The "Death Star" title really belongs only to that one specific model (75GXP) produced by IBM and its spectacular failure mode (shredding the magnetic media off the platter almost entirely in some cases)
The term “Death Star” was also a play on the product’s marketing name of “Deskstar”, so it wouldn’t make sense for any other drive.
It came with a failure auto audio alarm!
I've never gotten to hear one fail, but these were the way I learned never to use drives from a single batch in a RAID array back in the day (most of the time these days I never match models in a single array and try to avoid matching manufacturers; gotten paranoid over the years after successive RAID failures)

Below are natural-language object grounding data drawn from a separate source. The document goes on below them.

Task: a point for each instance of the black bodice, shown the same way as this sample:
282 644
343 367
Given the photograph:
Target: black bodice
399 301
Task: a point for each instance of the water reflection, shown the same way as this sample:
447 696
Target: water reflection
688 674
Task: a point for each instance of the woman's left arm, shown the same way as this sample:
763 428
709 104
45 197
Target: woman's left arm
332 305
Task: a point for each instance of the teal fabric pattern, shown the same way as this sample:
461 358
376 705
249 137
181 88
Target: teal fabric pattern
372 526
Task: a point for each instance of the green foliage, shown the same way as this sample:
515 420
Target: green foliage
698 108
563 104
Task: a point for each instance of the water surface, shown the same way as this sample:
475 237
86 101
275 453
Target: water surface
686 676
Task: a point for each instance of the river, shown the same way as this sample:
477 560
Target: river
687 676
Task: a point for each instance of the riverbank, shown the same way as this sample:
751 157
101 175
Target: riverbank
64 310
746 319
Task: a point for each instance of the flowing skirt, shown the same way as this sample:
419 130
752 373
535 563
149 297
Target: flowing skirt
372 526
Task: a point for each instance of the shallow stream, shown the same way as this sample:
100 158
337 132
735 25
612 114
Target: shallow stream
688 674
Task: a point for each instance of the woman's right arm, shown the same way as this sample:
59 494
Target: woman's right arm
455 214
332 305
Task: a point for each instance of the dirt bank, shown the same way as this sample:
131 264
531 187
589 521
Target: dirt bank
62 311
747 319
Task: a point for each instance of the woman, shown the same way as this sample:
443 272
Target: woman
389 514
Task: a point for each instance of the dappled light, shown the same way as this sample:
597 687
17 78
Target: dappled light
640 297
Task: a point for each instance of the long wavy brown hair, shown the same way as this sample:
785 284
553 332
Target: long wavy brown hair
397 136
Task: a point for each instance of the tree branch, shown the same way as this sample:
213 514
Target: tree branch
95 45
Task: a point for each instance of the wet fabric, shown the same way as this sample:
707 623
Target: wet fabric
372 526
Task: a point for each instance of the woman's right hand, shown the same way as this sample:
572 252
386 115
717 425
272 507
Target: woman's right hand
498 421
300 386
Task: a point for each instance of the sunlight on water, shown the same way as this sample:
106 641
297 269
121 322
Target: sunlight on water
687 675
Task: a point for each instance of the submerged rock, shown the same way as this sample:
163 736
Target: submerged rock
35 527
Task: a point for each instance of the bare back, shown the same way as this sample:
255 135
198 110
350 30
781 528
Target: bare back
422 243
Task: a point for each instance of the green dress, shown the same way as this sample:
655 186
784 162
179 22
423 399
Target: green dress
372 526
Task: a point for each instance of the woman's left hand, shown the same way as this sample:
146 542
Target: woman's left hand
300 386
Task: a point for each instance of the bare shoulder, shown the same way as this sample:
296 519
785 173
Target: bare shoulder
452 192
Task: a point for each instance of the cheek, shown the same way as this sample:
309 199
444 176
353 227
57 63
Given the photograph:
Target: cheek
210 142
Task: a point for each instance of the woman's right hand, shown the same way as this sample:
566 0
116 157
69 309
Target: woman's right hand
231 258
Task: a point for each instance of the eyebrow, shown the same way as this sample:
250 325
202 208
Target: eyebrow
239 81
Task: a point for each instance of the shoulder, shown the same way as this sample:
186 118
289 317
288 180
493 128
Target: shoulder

Thankfully it was just stressful - we had backups, but drives in our array started failing one by one, with about a weeks interval; unfortunately it took something like 4 days to rebuild the array each time, so we wasted a lot of time shifting writes elsewhere so the last backup we had + writes going elsewhere combined remained recent enough in case a second drive would fail. We got off easy, but the time we spent probably cost us more than having set up a more redundant system in the first time would have.

I'm not sure about today, but 4 years ago we bought 120 HP notebooks from Verizon (they had cell modems in them) to use with a project. We had a horrendous failure rate of 100 hard drives in the first six months. They were Seagate drives. We ended up just replacing the remaining 20s hard drives as a preventative measure.